Neurovascular coupling is blunted during acute poikilocapnic hypoxia

Neurovascular coupling (NVC) is responsible for the close temporal and regional linkage of cerebral blood supply to local alterations in cerebral metabolism during neuronal activation and remains an important determinant of cognitive performance. Despite its clinical importance, the mechanisms underpinning hypoxia-induced cognitive impairment remain elusive, but may relate to blunted NVC given the potential of hypoxia to impair cerebrovascular function.
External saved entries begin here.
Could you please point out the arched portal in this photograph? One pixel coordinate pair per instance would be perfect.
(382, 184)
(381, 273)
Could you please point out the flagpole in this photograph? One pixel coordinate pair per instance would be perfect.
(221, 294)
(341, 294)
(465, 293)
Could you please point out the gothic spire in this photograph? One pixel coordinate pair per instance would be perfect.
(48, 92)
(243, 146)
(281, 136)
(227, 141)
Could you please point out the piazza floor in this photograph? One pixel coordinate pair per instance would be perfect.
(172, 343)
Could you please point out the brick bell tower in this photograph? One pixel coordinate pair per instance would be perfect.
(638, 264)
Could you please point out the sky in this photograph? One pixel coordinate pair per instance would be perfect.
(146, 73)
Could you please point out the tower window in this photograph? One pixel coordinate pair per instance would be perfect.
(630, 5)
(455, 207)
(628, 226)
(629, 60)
To examine this, we measured NVC in twelve healthy participants (11 male and 1 female) aged 28 ± 8 years (mean ± standard deviation) during 30 min of passive exposure to isocapnic normoxia (100 ± 4 mmHg PETO2 and 43 ± 3 mmHg PETCO2) and poikilocapnic hypoxia equivalent to a simulated altitude of ~4400m (50 ± 3 mmHg PETO2 and 27 ± 1 mmHg PETCO2), achieved through dynamic end-tidal forcing. Posterior cerebral artery blood velocity (PCAv) was assessed using transcranial Doppler ultrasound and beat-by-beat blood pressure for the determination of mean arterial pressure (MAP) via finger photoplethysmography. Following a 60 s supine baseline, all participants completed five consecutive trials of 30 s eyes open with standardised visual stimulation (flashing checkerboard), followed by 30 s of eyes closed. The NVC response was characterised as the percent peak and average increase (relative to the baseline control) in PCAv during 25 s of visual stimulation, averaged across the five trials. Distribution normality was confirmed by Shapiro Wilks W tests and data analysed using paired samples t-tests. Poikilocapnic hypoxia reduced baseline PCAv from 42 ± 6 cm.s-1 to 33 ± cm.s-1 (P < 0.01) and attenuated the peak (10 ± 4% vs. 16 ± 6%, P = 0.04) and average (3 ± 3% vs. 7 ± 4%, P < 0.01) percent increases in PCAv, across the visual stimulation period. MAP remained unchanged (3 ± 3% vs. 3 ± 3%, P = 0.81). These are the first data to demonstrate that NVC is blunted following acute poikilocapnic hypoxia in humans. This may potentially be related to hypocapnia-induced vasoconstriction (1) and/or oxidative inactivation of nitric oxide-induced vasodilation (2) that out-competes the normal NVC dilatory mechanisms. A functional attenuation in NVC may contribute to the cognitive deficits observed in patients characterised by arterial hypoxemia and individuals sojourn to terrestrial high altitude.